I want to find similar images in a very large dataset (at least 50K+ images, potentially much more). I already successfully implemented several "distance" functions (hashes compared with L2 or Hamming distance for example, image features with % of similarity, etc) - the result is always a "double" number.
What I want now is "grouping" (clustering?) images by similarity. I already achieved some pretty good results, but the groups are not perfect: some images that could be grouped with others are left aside, so my method is not that good.
I've been looking for a solution these last 3 days, but things are not so clear in my head, and maybe I overlooked a possible method?
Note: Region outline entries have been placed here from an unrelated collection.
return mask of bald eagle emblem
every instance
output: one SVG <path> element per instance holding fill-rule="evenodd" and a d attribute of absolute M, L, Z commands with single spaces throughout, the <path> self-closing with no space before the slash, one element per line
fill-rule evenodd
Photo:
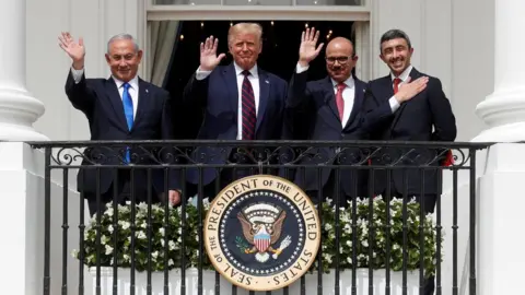
<path fill-rule="evenodd" d="M 255 259 L 261 263 L 268 261 L 270 255 L 277 259 L 292 241 L 291 236 L 282 239 L 278 248 L 275 244 L 281 237 L 281 229 L 287 219 L 287 212 L 268 203 L 255 203 L 237 213 L 243 227 L 242 237 L 236 238 L 237 248 L 245 253 L 255 253 Z M 246 244 L 246 241 L 248 244 Z"/>

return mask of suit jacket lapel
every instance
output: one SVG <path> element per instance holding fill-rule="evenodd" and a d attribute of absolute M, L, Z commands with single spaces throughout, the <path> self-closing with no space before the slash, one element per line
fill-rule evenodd
<path fill-rule="evenodd" d="M 145 108 L 148 107 L 148 96 L 150 94 L 150 90 L 148 86 L 148 83 L 145 83 L 142 79 L 139 78 L 139 103 L 137 106 L 137 115 L 135 116 L 132 129 L 135 129 L 135 127 L 139 123 L 140 119 L 144 115 Z"/>
<path fill-rule="evenodd" d="M 363 104 L 363 99 L 364 99 L 364 86 L 362 83 L 360 83 L 361 81 L 354 79 L 354 93 L 353 93 L 353 107 L 352 107 L 352 113 L 350 113 L 350 118 L 348 118 L 348 121 L 347 121 L 347 125 L 345 126 L 345 128 L 348 128 L 352 122 L 353 120 L 355 119 L 355 117 L 358 116 L 359 111 L 361 110 L 361 106 Z"/>
<path fill-rule="evenodd" d="M 410 81 L 413 81 L 413 80 L 420 78 L 420 76 L 421 76 L 421 73 L 419 73 L 419 72 L 416 70 L 416 68 L 412 68 L 412 70 L 410 71 L 409 76 L 410 76 Z M 390 90 L 392 90 L 392 95 L 394 95 L 394 86 L 393 86 L 393 84 L 392 84 L 390 75 L 388 75 L 388 82 L 389 82 L 389 87 L 390 87 Z M 388 98 L 392 97 L 392 95 L 388 96 Z M 418 95 L 419 95 L 419 94 L 418 94 Z M 416 95 L 416 96 L 418 96 L 418 95 Z M 413 99 L 413 98 L 412 98 L 412 99 Z M 405 107 L 407 106 L 407 103 L 408 103 L 408 102 L 402 103 L 402 104 L 399 106 L 399 108 L 396 110 L 394 120 L 392 120 L 390 130 L 388 131 L 389 134 L 392 133 L 392 130 L 394 129 L 394 127 L 396 126 L 396 123 L 399 121 L 399 117 L 401 116 L 402 111 L 405 110 Z"/>
<path fill-rule="evenodd" d="M 331 113 L 337 119 L 339 126 L 341 126 L 341 118 L 339 118 L 339 109 L 336 104 L 336 95 L 334 94 L 334 84 L 329 76 L 323 82 L 323 90 L 325 91 L 325 104 L 331 109 Z"/>
<path fill-rule="evenodd" d="M 242 87 L 242 85 L 237 85 L 237 76 L 235 74 L 235 68 L 233 67 L 233 63 L 224 68 L 222 71 L 222 78 L 224 80 L 224 84 L 226 85 L 228 92 L 230 93 L 230 105 L 235 114 L 234 120 L 236 125 L 238 117 L 238 87 Z"/>
<path fill-rule="evenodd" d="M 124 116 L 124 105 L 122 98 L 120 98 L 120 94 L 118 93 L 117 85 L 115 84 L 115 80 L 109 78 L 106 81 L 106 95 L 109 98 L 109 103 L 117 116 L 117 121 L 119 122 L 120 127 L 124 130 L 128 130 L 128 123 L 126 121 L 126 117 Z"/>
<path fill-rule="evenodd" d="M 270 79 L 268 79 L 268 74 L 262 71 L 258 70 L 259 75 L 259 109 L 257 111 L 257 125 L 255 126 L 255 132 L 259 130 L 260 123 L 265 119 L 265 111 L 266 106 L 268 105 L 268 99 L 270 96 Z"/>

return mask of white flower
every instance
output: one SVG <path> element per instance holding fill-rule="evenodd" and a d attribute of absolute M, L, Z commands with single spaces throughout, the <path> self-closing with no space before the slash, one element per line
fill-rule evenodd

I already have image pairs with distance : [image A (index, int), image B (index, int), distance (double)], and a list of duplicates (image X similar to images Y, Z, T, image Y similar to X, T, G, F --- etc).
My problem:
- find a suitable and efficient algorithm to group images by similarity from the list of duplicates and the pairwise distances - for me the problem is not really spatial because image indexes A and B are NOT coordinates, but there is a 1-n relation between images - one method I found interesting is DBSCAN, or maybe hiearchical solutions would work?
- use an efficient structure that is not too memory-hungry, so full matrices of doubles are excluded (50K x 50k or 100k x 100k, or worse 1M x 1M is not reasonable, the more images there are the more matrices "eat" memory, and what's more the matrix would be symmetric because "image A similar to image B" is the same as "B similar to A" so there would be a terrible waste of memory space)
I'm coding with C++, using Qt6 for the interface and OpenCV 4.6 for some image functions, some hashing methods, etc.
Any idea/library/structure to propose? Thanks in advance.
EDIT - to better explain what I want to achieve
Images are the yellow circles. Image 1 is similar to image 4 with a score=3 and to 5 with a score=2 etc
The problem is that image 4 is also similar to image 5, so image 4 is more similar to 1 than 5. The example I put here is very simple because there are no more than 2 similar images for each image. With a bigger sample, image 4 could be similar to n images... And what about equal scores?
So is there an algorithm to create groups of images, so that no image is listed twice?